Although, I must say, in all honesty, I had no idea what he was doing.
Here's what happened. I was washing the dishes after the kids were in bed and I made an offhand comment about how when I was doing some of the summer math work with our first grader, I noticed that he didn't really have his basic math facts down. My husband, my MIT-trained engineer and lover of math who teaches AP Calc with such joy, stopped in the middle of the kitchen and said, What? What do you mean? And proceeded to look at me like this was my fault because I had obviously contributed the anti-math gene** to this child.
I went on to explain that we*** were having trouble with single number addition and subtraction. My husband, who usually never ever builds anything unless it means he can use his power tools, grabbed one of those styrafoam 18 egg cartons and using a scissor, cut out a Ten Board. What's a Ten Board? I'm not totally clear on this, but according to Josh, in Singapore (or maybe the
math series he uses is called Singapore Math, I don't really know) they use these boards to make adding easier. But that's not the point of the story.
It's also not the point of the story that Josh used one of the 18-egg styrafoam cartons that I was saving because I like to transfer the eggs from the flimsy cardboard containers that the 2 and 1/2 dozen eggs come in from BJ's into the sturdier 18 egg ones. Anywho, way off topic here.
My whole point here was to share my pride in my husband, the man who cringes everytime I say we should think about some upgrade in the house but that we should totally do it ourselves(!). Just a few years ago he would have decribed to me what he wanted to make and stood there while I made the project. But this time, he used his engineer's brain to do it it himself. I knew sooner
or later I would rub off on him.
Here is a picture of his project.
*crafty, as in crafting a project and not as in a mustache twirling crafty kinda guy. Are you still with me?

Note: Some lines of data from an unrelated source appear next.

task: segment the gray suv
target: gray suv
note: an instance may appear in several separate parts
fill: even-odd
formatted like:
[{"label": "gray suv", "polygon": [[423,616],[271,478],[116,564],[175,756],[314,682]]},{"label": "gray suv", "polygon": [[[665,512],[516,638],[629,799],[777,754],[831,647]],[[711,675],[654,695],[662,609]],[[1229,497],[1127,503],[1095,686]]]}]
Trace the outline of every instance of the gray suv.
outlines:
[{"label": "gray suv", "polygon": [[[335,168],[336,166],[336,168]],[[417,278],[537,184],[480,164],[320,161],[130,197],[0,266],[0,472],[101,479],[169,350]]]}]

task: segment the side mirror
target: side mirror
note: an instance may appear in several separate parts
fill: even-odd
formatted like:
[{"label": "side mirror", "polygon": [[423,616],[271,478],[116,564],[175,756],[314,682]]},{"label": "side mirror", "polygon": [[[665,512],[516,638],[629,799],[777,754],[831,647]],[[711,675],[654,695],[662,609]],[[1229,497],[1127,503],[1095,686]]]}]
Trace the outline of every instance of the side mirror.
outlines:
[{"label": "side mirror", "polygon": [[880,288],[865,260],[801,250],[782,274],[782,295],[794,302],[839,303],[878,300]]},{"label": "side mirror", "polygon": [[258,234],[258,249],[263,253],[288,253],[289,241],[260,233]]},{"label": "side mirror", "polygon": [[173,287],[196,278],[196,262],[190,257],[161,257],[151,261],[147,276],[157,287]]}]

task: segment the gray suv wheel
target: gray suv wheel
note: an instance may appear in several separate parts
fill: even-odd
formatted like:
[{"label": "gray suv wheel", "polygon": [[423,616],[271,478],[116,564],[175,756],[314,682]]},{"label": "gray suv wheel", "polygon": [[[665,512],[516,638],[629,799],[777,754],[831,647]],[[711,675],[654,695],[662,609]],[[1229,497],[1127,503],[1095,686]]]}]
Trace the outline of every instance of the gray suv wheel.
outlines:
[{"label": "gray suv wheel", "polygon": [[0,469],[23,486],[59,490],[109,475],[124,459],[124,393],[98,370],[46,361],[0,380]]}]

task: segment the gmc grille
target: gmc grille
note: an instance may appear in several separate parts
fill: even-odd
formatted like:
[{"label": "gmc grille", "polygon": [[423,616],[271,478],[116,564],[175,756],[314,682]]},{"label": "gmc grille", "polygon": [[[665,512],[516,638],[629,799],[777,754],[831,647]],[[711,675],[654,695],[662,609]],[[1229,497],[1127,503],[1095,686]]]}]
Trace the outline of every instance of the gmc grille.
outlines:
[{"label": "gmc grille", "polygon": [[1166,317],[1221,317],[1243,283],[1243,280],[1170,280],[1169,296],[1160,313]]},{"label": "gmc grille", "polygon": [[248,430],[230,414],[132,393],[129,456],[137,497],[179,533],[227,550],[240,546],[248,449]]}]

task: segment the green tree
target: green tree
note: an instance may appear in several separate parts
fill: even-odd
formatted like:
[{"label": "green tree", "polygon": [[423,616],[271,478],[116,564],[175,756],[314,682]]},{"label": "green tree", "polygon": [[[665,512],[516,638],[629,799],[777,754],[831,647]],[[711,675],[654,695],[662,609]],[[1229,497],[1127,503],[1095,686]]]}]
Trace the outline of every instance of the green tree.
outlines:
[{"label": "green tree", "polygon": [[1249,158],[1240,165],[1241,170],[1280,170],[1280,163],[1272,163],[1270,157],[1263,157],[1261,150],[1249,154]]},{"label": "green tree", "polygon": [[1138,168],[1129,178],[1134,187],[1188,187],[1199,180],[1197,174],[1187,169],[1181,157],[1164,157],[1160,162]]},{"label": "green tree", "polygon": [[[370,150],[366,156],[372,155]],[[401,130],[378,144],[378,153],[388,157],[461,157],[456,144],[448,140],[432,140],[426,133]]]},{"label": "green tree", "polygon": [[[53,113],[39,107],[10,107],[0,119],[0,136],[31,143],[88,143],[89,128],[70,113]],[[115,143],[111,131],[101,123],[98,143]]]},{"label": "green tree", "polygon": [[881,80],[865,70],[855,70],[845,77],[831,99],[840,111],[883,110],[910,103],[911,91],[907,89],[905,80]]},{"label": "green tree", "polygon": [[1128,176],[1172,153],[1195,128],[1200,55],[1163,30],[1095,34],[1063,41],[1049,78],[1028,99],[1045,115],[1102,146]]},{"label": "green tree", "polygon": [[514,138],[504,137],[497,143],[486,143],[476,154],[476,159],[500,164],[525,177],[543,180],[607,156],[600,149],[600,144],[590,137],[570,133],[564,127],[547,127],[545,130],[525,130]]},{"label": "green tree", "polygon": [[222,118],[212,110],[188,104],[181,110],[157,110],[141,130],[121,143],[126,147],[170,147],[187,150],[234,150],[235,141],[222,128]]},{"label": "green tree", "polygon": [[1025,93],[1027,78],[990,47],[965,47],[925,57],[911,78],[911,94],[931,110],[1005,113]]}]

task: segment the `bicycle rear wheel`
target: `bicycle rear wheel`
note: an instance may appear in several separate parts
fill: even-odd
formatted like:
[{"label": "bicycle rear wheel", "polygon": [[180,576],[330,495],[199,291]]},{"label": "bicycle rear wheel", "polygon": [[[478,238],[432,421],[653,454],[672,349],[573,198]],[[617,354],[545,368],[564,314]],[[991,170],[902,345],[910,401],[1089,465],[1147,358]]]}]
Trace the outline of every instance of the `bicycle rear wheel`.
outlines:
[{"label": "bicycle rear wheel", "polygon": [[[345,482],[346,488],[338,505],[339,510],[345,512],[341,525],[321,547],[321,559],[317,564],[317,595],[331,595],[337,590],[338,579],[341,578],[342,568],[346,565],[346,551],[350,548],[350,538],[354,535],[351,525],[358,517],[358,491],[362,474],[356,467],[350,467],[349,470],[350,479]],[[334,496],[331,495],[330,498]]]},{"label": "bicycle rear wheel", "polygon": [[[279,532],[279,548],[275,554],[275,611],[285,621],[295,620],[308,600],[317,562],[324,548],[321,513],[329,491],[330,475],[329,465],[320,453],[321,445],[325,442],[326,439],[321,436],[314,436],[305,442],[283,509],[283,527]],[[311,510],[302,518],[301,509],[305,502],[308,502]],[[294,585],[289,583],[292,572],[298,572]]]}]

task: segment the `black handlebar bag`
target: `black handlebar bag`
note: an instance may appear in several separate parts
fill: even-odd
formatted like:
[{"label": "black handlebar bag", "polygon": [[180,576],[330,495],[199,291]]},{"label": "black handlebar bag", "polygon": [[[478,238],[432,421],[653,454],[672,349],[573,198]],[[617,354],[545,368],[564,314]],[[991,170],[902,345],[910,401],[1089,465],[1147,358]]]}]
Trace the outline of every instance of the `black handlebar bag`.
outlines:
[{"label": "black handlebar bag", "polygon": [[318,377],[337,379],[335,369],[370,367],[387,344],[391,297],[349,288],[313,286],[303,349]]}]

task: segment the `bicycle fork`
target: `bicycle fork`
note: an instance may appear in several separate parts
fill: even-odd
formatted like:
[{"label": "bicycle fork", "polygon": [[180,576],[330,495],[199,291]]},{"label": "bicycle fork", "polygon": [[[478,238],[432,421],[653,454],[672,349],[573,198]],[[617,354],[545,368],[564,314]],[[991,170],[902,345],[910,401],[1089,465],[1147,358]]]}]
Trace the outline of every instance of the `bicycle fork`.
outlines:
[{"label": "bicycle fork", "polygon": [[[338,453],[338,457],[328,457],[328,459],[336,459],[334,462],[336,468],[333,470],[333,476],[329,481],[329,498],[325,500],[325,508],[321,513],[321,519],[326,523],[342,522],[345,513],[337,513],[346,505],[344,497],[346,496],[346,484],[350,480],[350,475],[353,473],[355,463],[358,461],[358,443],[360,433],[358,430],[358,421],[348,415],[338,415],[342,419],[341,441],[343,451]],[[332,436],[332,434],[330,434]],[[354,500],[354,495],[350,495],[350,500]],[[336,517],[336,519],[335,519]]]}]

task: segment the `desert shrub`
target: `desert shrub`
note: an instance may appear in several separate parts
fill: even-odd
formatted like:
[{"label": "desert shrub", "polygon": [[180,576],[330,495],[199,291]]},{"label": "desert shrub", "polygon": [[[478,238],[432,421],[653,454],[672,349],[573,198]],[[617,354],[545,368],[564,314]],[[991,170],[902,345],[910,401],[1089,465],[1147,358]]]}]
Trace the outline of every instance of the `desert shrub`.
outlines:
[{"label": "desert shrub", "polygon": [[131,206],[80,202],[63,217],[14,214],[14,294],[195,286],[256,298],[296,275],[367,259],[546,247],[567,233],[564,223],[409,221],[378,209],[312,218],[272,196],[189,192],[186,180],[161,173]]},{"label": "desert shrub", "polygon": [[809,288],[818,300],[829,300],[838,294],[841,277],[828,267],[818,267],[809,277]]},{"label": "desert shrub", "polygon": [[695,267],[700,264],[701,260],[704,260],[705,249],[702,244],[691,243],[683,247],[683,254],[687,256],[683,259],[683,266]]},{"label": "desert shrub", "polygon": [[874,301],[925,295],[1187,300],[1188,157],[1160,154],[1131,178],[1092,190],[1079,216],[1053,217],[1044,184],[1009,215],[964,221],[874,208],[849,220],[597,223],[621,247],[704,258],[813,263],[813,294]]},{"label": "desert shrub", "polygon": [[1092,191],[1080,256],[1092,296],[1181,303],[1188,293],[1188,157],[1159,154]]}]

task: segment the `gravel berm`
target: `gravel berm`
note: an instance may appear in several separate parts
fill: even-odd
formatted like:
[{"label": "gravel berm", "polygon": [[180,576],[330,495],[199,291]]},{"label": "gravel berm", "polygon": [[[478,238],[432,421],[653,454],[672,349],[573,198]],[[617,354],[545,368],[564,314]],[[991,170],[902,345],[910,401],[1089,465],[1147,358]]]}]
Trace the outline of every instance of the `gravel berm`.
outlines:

** I really can't deny it. If there is an anti-math gene in this family, it absolutely came from my side of the family - my maternal side of the family. Sorry, Ma, it's true and we both know it. In college, I took one and only one math class and just so you can better understand where I am coming from, I will tell you that it was called Math for Poets. And I dropped it midway through the semester. I mean, who the heck cares who Fibonacci was and what was so important about his square. Or maybe it was his triangle. I don't know. I can't think about it, I'm getting all worked up here.
*** I'm not just saying "we" here to be nice. I still have to stop and add small numbers in my head for a second when I am checking his work. I was never any good at memorizing math facts. What was the point? I was blessed with ten fingers to count on, I see no reason not to use them to their fullest ability.